H1,5 Japan en China, bewoners van de global Village Geen stof. H1,6 globalisering, economisch bekeken Door instorten van communisme in Oost-Europa en door toetreden van China tot de WTO (Wereldhandelsorganisatie) is de markteconomie het leidende economische systeem geworden. Hierdoor is liberalisering van de wereldhandel sterk toe genomen. Mno s = Multinationale organisaties Mno s worden ondersteunt door: verbetering transport en communicatie Vrijhandel (geen importheffingen) Deregulering van de financiële markten waardoor banken en Beurzen internationaal kunnen opereren De mno s gebruiken productieketens van over de hele wereld. (voor een trui: wol uit Kazachstan, Taiwan wordt het wol gekleurd, China wordt de wol tot stof geweven etc.) H1,7 Globalisering, politiek beken Voordat de globalisering in een stroomversnelling kwam, was de nationale staat de baas in zijn eigen land. Door globalisering is de macht van de soevereine staat verminderd. Een deel van de invloed van de staat is verschoven naar: Internationale organisaties Verenigde Naties (VN), de Wereldbank en op Europese schaal de EU. Transnationale organisaties. Internationaal actieve organisaties die niet gebonden zijn aan een staat. Ngo s (niet-gouvernementele organisaties) zoals het Rode Kruis. Internationale actiegroepen zoals Greenpeace en Artsen zonder Grenzen.

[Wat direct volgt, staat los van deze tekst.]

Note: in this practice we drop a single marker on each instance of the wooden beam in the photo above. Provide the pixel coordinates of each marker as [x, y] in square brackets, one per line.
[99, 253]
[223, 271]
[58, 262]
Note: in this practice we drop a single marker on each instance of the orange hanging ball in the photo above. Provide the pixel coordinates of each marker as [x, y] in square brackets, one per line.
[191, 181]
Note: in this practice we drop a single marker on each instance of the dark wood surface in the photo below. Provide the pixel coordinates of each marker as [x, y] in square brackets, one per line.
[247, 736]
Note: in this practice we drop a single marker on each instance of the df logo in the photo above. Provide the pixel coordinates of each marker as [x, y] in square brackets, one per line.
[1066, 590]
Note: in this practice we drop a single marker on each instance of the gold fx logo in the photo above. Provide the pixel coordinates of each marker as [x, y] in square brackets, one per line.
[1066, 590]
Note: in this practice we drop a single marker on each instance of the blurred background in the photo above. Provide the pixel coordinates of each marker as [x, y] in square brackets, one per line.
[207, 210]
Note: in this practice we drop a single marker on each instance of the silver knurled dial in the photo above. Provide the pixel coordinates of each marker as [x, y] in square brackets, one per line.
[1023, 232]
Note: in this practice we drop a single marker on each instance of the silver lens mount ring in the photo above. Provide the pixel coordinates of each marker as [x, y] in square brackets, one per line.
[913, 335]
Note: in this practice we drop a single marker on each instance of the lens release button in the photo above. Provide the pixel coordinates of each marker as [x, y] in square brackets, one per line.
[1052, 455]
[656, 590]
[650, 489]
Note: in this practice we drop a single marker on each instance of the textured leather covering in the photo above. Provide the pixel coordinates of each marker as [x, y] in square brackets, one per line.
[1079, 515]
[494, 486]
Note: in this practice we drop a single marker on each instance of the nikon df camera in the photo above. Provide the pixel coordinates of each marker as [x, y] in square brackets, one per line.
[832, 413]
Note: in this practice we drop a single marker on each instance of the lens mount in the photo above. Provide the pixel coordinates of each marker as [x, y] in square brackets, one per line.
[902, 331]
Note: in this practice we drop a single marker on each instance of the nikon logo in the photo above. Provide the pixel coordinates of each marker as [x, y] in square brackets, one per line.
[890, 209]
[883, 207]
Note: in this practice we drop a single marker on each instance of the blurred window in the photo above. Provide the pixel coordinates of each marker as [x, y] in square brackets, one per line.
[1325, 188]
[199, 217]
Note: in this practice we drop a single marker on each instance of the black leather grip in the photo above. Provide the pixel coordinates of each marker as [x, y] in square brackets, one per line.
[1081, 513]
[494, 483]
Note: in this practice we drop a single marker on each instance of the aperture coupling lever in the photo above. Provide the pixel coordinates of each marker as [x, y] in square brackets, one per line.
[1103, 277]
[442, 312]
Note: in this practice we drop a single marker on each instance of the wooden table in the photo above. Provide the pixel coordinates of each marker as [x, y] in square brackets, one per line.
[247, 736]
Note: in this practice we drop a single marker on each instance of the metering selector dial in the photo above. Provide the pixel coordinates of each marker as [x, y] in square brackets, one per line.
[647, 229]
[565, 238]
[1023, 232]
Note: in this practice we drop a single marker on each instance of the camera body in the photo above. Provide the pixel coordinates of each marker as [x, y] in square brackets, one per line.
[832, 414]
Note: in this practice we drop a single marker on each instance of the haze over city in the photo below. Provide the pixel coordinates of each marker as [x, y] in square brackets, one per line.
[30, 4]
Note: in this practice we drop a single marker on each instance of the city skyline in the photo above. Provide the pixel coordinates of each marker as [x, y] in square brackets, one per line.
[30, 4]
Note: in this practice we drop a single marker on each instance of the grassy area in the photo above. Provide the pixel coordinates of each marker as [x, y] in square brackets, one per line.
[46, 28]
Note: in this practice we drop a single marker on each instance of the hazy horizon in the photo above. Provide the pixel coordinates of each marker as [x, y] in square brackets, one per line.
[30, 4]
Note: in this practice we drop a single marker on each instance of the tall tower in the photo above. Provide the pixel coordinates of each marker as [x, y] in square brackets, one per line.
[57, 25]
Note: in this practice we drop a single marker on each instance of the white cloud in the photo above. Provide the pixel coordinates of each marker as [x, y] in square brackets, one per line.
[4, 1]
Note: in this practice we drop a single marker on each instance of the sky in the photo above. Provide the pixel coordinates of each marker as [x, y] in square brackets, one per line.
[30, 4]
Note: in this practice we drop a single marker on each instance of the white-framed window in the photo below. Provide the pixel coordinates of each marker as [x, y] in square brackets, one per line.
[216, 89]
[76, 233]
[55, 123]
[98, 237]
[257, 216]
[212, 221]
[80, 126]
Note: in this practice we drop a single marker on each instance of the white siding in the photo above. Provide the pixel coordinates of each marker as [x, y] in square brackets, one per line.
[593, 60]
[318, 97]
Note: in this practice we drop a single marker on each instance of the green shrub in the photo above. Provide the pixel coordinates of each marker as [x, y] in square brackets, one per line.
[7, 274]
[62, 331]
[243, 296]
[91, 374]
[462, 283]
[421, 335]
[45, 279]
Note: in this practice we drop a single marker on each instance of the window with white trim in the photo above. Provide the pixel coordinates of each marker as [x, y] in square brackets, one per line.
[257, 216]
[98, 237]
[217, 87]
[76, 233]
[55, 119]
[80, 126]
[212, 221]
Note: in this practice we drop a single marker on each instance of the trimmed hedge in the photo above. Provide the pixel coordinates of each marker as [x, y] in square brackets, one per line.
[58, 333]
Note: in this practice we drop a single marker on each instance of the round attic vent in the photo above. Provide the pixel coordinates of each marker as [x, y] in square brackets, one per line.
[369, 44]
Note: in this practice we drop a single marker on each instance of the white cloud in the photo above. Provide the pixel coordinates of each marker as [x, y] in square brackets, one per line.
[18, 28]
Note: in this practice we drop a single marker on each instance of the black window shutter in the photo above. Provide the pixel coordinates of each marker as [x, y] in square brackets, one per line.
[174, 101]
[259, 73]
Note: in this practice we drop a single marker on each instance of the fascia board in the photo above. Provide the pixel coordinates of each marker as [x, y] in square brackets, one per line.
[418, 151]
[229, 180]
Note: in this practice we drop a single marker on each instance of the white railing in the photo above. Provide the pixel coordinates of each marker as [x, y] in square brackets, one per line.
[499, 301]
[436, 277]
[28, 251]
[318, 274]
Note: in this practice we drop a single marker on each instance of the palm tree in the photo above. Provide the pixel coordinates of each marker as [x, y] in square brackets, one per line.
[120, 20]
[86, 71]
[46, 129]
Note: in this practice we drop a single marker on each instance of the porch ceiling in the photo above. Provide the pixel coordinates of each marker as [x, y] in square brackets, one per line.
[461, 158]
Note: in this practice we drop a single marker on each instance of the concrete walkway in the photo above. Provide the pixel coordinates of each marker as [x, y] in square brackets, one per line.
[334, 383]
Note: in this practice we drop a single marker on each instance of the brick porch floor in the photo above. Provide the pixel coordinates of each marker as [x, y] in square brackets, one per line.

Lagere bestuursniveaus Grote steden presenteren zich internationaal als een zelfstandig bestuursorgaan dat probeert bedrijven en mensen naar hun stad te lokken. Wereldorde = de manier waarop de wereld op economisch, politiek en sociaal-cultureel terrein is georganiseerd Door val van berlijnse muur ( 89) werden verschillende ontwikkelen in gang gezet die de wereldorde veranderde: Economische en politieke barrières worden opgeruimd. Nationale grenzen vervagen Landen zoeken aansluiting en steun bij elkaar om hun posities op de wereldmarkt te verbeteren Door deze verschillende ontwikkelen treed er blokvorming (aansluiting en steun bij elkaar zoeken om positie te verbeteren) op. Een voorbeeld van blokvorming is de EU.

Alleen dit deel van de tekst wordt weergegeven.